Her face was the most professional-not-your-friend face I had ever seen. It was the face of a doctor who cuts off a rotting limb to save the whole. The face of a judge who will pass the required sentence to do what is right and follow the rules even as you curse and spit in her face.
I think I must have stopped smiling at that point.
While I am, of course, one person at times it was easier to conceptualize myself as two. One, a manic Robin Williams type of man who has to keep the mood light and funny no matter what. The sort of man who wants you to laugh at any cost. The other man, almost always hidden, is a somber character from a Dostoevsky novel seeking to find meaning in it all. The one I let remember all the things from my childhood as something other than funny stories to tell in inappropriate situations. Not a depressed man per se, but the man who had held my depression when I pushed it away from my brighter half. The man who had been jumping over that canal, trying to leap his way out of the enormous weight he felt pressing on his shoulders. For the first time with another person, the Dostoevsky character came forward.
“If I don’t have a duty… if I’m not helping someone… then I don’t even know who I am.”
I shrugged.
The same thing happening to me then had begun to happen to me in college. The world was out there, full of unlimited potential, and it had terrified me. People had liked me, found me funny, wanted me to be around. A professor even singled me out of the entire lecture hall and invited me to come work in his lab, as I mentioned above. Even when I hadn’t tried to do well, even when I tried to hide my light under a bushel, something like luck had always seemed to find me. And yet if I kept on doing that… who would any of that be for? I’d sworn to myself to never have a wife or children. So would it all be for me? Some weird guy with a giant head that looks like Shrek and spends all day distracted by weird thoughts? No. Absolutely not. I wasn’t a person that things could be done for.
I’d never been able to find a way past that problem and I had been running from it almost all of my life.

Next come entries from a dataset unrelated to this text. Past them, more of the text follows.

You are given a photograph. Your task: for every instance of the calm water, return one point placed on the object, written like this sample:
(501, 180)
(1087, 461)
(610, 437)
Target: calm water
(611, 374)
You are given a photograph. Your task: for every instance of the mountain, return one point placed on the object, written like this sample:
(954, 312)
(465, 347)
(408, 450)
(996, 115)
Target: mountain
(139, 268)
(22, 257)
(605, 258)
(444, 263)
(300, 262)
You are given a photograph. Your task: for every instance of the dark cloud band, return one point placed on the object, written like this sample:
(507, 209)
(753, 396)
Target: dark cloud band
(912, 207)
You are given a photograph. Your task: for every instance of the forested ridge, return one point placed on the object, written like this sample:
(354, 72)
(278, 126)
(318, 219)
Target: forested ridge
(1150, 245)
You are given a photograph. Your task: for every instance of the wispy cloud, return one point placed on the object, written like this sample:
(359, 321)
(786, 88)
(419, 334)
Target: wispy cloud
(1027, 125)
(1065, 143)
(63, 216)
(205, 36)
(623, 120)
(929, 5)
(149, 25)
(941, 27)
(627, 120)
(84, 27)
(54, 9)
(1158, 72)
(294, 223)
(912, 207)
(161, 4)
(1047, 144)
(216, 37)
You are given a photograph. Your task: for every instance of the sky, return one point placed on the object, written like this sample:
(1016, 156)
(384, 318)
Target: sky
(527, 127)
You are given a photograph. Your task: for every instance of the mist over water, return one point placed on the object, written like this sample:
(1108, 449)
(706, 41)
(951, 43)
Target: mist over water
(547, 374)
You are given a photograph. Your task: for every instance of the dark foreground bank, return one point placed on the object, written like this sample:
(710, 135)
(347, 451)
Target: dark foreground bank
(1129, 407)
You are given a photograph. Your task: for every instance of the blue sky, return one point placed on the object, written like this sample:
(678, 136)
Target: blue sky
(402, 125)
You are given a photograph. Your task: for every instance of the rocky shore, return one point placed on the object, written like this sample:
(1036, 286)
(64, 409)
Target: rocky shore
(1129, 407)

“Maybe you should try figuring that out,” Julie said.
I found that thought incredibly discomforting. The truth is that I had almost been relieved when my mother had called me, reading the letter from the bank with the date she was finally going to lose her home. It had been almost a comfort to feel that more familiar sort of stress. Her drama would keep me perfectly safe from having to do what I thought was right, or pursuing something that I cared about. In allowing her to rule over my life, I would be spared the terror of existing.
“So what do I do if someone needs my help?”
Julie shrugged, and asked another question which I had never considered.
“What would they have done if you weren’t there?”
Another deft move on the chessboard, against which I had no strategy.